Inevitably in the discussion of beauty, there needs to be a discussion of control. It’s complicated, because there are so many elements of control at play. Do women feel the need to control their own bodies, by drastically altering them in order to 1. Compete with other women 2. Win a partner 3. Keep a partner 4. Feel fulfilled? Do they actually need to transmogrify themselves?

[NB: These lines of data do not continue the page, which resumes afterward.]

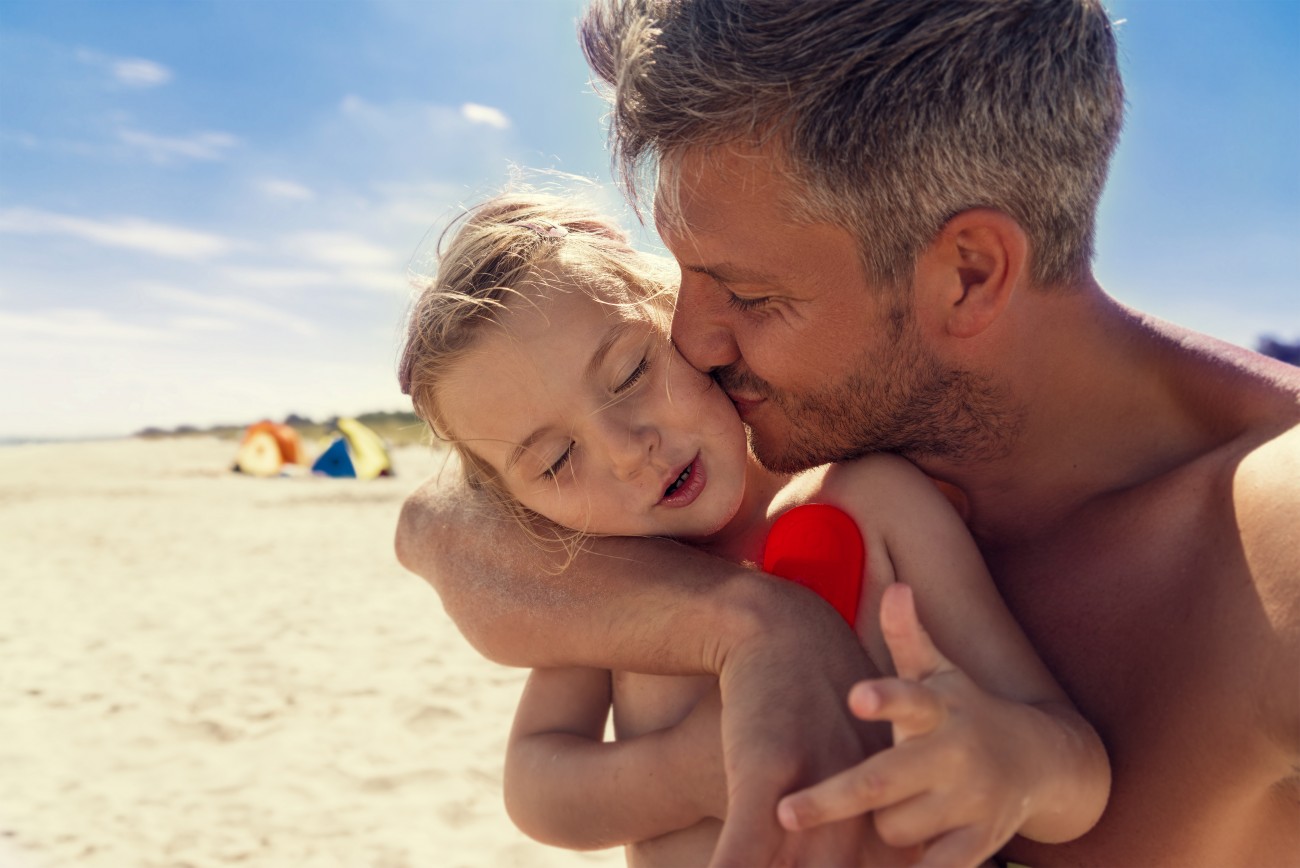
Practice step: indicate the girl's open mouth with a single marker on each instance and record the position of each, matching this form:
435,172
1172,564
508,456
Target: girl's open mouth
687,486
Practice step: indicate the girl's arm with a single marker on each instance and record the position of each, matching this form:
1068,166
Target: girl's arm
568,788
987,745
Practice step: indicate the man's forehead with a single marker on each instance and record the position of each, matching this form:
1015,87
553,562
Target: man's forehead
707,190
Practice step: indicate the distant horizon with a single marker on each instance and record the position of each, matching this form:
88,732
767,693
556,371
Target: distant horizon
208,209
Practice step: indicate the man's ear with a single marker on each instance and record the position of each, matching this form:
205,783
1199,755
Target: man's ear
971,269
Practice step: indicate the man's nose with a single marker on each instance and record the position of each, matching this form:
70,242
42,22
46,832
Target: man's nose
701,329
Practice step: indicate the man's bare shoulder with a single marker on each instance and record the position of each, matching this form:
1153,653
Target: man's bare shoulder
1266,502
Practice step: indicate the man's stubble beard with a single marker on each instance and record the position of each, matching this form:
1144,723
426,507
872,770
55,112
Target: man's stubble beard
898,398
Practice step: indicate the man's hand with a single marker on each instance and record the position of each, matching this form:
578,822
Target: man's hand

It is dangerous to believe that our only value is in our level of attractiveness, not only because in this type of hierarchy a very limited number of women benefit from being “attractive” and that benefit level is highly subjective. And it’s dangerous to keep telling ourselves that beauty equals value, because by reinforcing those false ideals we deprive the world of so much of our potential. And we overlook the beauty that is knowledge, understanding, innovation, compassion, wisdom, heart.
It is those things that will change the world, that will perhaps save us from ourselves and the messes we’ve made planet-wide.
I wonder sometimes about my friend, the one who wanted a new chest like she wanted a new purse. It’s been a dozen years or more. I wonder if her implants have leaked or slipped or poisoned her, if she’s had them removed, if she regrets them. Or maybe she’s still happy with them. Maybe they’ve given her some kind of inner peace that I just don’t understand.
I hope so. But I also hope she’s discovered her worth doesn’t depend on her cup size.